One by one, the bodies in the room came to, stood up, guns clutched in hands.

Outside, on the ledge, the four commandos could hear the rustling; they knew they had lost their only real weapon, the surprise
element. There would be death now on each side. Eyes widened and the sweat began to pour.

Commandos in the stairwells had reached their floor and were forming into flying wedge position at the door of the apartment,
ready to charge through the barrier at the first crack of machine-gun fire.

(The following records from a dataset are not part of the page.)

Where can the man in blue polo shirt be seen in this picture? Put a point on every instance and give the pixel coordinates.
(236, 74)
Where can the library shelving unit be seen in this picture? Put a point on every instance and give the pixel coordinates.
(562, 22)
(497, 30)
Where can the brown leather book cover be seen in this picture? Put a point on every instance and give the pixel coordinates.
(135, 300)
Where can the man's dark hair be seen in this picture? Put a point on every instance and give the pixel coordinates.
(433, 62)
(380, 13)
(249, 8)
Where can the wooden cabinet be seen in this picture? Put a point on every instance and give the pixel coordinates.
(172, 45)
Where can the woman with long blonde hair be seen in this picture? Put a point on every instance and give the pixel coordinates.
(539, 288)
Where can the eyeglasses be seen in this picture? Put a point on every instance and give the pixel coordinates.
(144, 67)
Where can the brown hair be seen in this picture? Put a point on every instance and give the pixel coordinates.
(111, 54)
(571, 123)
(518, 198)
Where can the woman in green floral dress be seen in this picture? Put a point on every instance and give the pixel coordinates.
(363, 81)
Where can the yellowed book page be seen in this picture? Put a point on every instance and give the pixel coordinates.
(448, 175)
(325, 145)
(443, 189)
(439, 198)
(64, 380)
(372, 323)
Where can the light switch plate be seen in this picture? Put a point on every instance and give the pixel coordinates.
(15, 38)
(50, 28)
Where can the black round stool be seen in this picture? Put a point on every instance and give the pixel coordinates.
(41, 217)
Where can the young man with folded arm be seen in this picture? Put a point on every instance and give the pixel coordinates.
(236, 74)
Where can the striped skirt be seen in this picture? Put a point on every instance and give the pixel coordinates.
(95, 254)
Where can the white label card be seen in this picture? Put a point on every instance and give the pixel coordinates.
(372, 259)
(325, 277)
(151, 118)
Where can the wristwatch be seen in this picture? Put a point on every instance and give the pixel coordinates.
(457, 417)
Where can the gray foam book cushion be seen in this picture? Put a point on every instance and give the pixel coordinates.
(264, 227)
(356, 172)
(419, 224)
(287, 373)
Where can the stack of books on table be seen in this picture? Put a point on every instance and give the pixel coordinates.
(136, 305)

One of their number listened closely at the door.
Something was different. The sounds of sleep had stopped.

A glint of light flashed on the barrel of a commando’s Uzi—light refracted from a fog lamp in the Ginza.

The scream of attack from inside the apartment came from first one and then a dozen or more young throats.

Then the bullets sprayed.

The commandos rushed through the two windows at the ledge, their Uzis sweeping the room in a horizontal, side-to-side shower
of bullets. Only the sound of dropping bodies told the commandos they had hit their targets in the pitch black of the apartment.

One of the American commandos felt fire at his throat and chin. A half-dozen bullets had made their mark. He made a futile
attempt to stop the gush of blood flowing from his neck. He was thrown back by the force of the bullets, back toward the window.
One more bullet crashed into his body, smashing his breast bone. He was thrown back wildly into the window, into the shards
of glass and beyond. His balance and his breath and his strength at an end, the commando fell to the street, losing his life
somewhere in the time it took for his broken body to hit the pavement.

The door to the apartment had burst open in that instant and the room filled with more commandos; the men with the Uzis poured
into the darkened studio, filling it with the dull popping repeater rhythm of their weapons. One of them fell immediately,
hit by the fire of the Italian woman. Her shouted revolutionary slogan betrayed her position. The burp of a Uzi sliced through
her abdomen and she pitched forward, then down to the floor.